Brent and WTI crude prices climbed over 2% on August 14, reaching their highest levels in a week, as escalating US-Russia tensions over Ukraine and expectations of a Fed rate cut in September supported oil markets.
Global oil prices rose sharply on Thursday, August 14, hitting their highest levels in a week, as tough remarks from US President Donald Trump on negotiations with Russia heightened fears of potential supply disruptions.
Brent crude: up $1.21 (+1.84%) to $66.84/barrel
WTI crude: up $1.31 (+2.09%) to $63.96/barrel
This marked the first increase after three consecutive days of declines and pushed Brent out of “oversold” technical territory, closing at its highest since August 6.
Earlier in the week, Brent crude settled at its lowest level since June 5, while WTI dropped to its weakest since June 2.
The declines were partly driven by supply and inventory data released by the US Energy Information Administration (EIA) and the International Energy Agency (IEA).
On August 14, President Trump suggested that Russian President Vladimir Putin was ready to reach a peace deal to end the conflict in Ukraine, following Moscow’s signal of interest in a nuclear arms agreement ahead of a summit in Alaska.
However, just a day earlier, Trump warned of “serious consequences” if no peace agreement was reached — including possible harsher economic sanctions.
Russia, the world’s second-largest oil producer after the US, could significantly boost exports if sanctions are eased, potentially impacting global supply-demand dynamics.
Trump also threatened secondary tariffs on countries that continue importing Russian crude — particularly China and India — if Moscow prolongs the war in Ukraine.
Such measures could put additional economic pressure on Russian oil buyers and increase volatility in global energy markets.
However, some analysts remain skeptical about the likelihood of US actions that would cause major disruptions to supply.
Investor sentiment was further supported by expectations that the US Federal Reserve will cut interest rates in September 2025.
Lower rates tend to stimulate economic growth and boost energy demand.
Most market participants anticipate a rate cut next month after July CPI showed moderate growth.

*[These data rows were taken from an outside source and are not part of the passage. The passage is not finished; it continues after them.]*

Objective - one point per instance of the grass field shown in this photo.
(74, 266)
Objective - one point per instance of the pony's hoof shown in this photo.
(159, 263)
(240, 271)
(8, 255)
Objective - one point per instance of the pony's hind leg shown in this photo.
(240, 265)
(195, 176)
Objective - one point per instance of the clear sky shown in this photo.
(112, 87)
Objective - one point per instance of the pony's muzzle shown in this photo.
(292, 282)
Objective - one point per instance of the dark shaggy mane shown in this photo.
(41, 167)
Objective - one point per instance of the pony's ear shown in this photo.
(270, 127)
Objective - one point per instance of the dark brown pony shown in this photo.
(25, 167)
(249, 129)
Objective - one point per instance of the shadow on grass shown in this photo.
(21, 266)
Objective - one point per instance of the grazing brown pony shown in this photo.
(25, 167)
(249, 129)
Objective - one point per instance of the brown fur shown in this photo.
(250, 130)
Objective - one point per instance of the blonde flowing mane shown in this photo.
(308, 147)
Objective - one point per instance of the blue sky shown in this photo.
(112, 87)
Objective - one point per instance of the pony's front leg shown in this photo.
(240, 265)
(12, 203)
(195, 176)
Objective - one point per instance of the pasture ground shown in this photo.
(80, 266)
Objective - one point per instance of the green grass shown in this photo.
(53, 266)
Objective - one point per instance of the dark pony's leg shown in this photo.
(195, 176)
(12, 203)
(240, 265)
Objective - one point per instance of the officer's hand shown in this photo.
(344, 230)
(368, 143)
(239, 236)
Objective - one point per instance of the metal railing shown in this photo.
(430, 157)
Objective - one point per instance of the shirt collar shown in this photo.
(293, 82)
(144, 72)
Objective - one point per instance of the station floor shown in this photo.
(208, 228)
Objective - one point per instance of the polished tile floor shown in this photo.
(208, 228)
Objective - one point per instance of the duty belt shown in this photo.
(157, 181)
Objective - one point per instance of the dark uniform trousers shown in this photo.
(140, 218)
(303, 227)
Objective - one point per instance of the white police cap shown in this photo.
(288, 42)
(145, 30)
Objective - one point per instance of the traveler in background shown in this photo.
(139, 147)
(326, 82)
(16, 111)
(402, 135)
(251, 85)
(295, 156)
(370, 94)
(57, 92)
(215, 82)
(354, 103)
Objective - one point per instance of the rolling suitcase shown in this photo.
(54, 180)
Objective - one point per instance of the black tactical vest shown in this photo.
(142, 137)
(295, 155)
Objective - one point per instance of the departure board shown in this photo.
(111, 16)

However, July PPI posted its strongest increase in three years, underscoring the Fed’s dilemma between containing inflation and supporting the economy.
Oil prices are currently buoyed by geopolitical risks and potential monetary easing.
Nevertheless, the outcome of US-Russia peace talks and upcoming US economic data will be key factors in determining the next direction for global energy markets.